A nova escola das Forças Armadas. Treinados para combater e salvar vidas

As Forças Armadas têm uma nova escola que treina os soldados do Exército, Força Aérea e Marinha para estarem aptos a socorrerem camaradas feridos. Mas quer ir mais longe: formar também jovens para apoiar a sociedade civil em situações de catástrofes

Inês Castro tem apenas 19 anos, uma voz doce que se ouve quase num sussurro por debaixo da máscara e é soldado de Arcos de Valdevez. Está na última semana de formação para socorrista do Exército, num teste final que tem lugar no Hospital das Forças Armadas (HFAR) em Lisboa.

Com a soldado Beatriz Costa, 20 anos, do Porto, tem de mostrar as suas capacidades nas técnicas de cuidados a um doente em ambiente hospitalar.

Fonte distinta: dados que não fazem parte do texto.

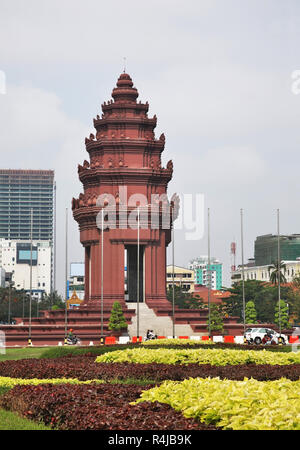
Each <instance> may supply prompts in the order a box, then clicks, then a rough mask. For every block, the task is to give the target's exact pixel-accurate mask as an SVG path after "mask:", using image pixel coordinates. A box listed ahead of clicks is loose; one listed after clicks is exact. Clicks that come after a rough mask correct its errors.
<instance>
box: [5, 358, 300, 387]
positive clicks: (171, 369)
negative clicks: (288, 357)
mask: <svg viewBox="0 0 300 450" xmlns="http://www.w3.org/2000/svg"><path fill="white" fill-rule="evenodd" d="M0 376H6V377H12V378H23V379H25V378H39V379H42V378H61V377H64V378H77V379H78V380H83V381H85V380H93V379H103V380H107V381H108V380H112V379H118V380H126V379H128V378H131V379H132V378H135V379H141V380H145V379H148V380H153V381H155V382H160V381H164V380H178V381H180V380H184V379H185V378H190V377H192V378H196V377H202V378H205V377H220V378H222V379H223V378H227V379H231V380H243V379H244V378H245V377H247V378H255V379H257V380H261V381H267V380H276V379H279V378H281V377H285V378H288V379H290V380H298V379H299V378H300V364H287V365H270V364H241V365H227V366H217V365H210V364H186V365H170V364H156V363H151V364H135V363H95V362H94V358H85V357H72V358H66V357H65V358H57V359H24V360H17V361H13V360H11V361H3V362H0Z"/></svg>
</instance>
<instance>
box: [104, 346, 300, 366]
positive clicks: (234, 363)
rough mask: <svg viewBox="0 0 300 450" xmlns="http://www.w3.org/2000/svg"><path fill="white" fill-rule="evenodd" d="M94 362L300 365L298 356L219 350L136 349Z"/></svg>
mask: <svg viewBox="0 0 300 450" xmlns="http://www.w3.org/2000/svg"><path fill="white" fill-rule="evenodd" d="M96 362H106V363H108V362H120V363H121V362H130V363H144V364H149V363H162V364H191V363H196V364H212V365H218V366H225V365H235V364H251V363H252V364H279V365H286V364H299V363H300V352H298V353H296V352H290V353H273V352H269V351H255V350H248V351H247V350H226V349H223V350H220V349H166V348H162V349H161V348H160V349H148V348H136V349H126V350H120V351H114V352H109V353H104V354H103V355H101V356H98V357H97V358H96Z"/></svg>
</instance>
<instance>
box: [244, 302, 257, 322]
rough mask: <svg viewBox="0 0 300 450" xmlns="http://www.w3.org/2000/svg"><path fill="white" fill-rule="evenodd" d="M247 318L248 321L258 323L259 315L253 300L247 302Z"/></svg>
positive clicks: (246, 321) (246, 314)
mask: <svg viewBox="0 0 300 450" xmlns="http://www.w3.org/2000/svg"><path fill="white" fill-rule="evenodd" d="M245 320H246V323H256V320H257V316H256V309H255V303H254V302H253V301H252V300H250V301H249V302H247V303H246V308H245Z"/></svg>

Na cama, a simular um doente ferido em combate, já em recuperação, está Daniel Milhinhos, 24 anos, de Leiria. Estão concentrados nas suas tarefas e nem a presença dos jornalistas do DN, nem sequer a da diretora da escola, os distrai.

Os três militares fazem parte de um grupo de 18 jovens do Exército que tem estado há oito semanas - a duração do curso - em regime de internato na recém-criada (fevereiro de 2021) Unidade de Ensino, Formação e Investigação da Saúde Militar (UEFISM), a sofisticada designação da instituição que substituiu as anteriores escolas dos Ramos, com destaque para a histórica Escola de Saúde Militar do Exército.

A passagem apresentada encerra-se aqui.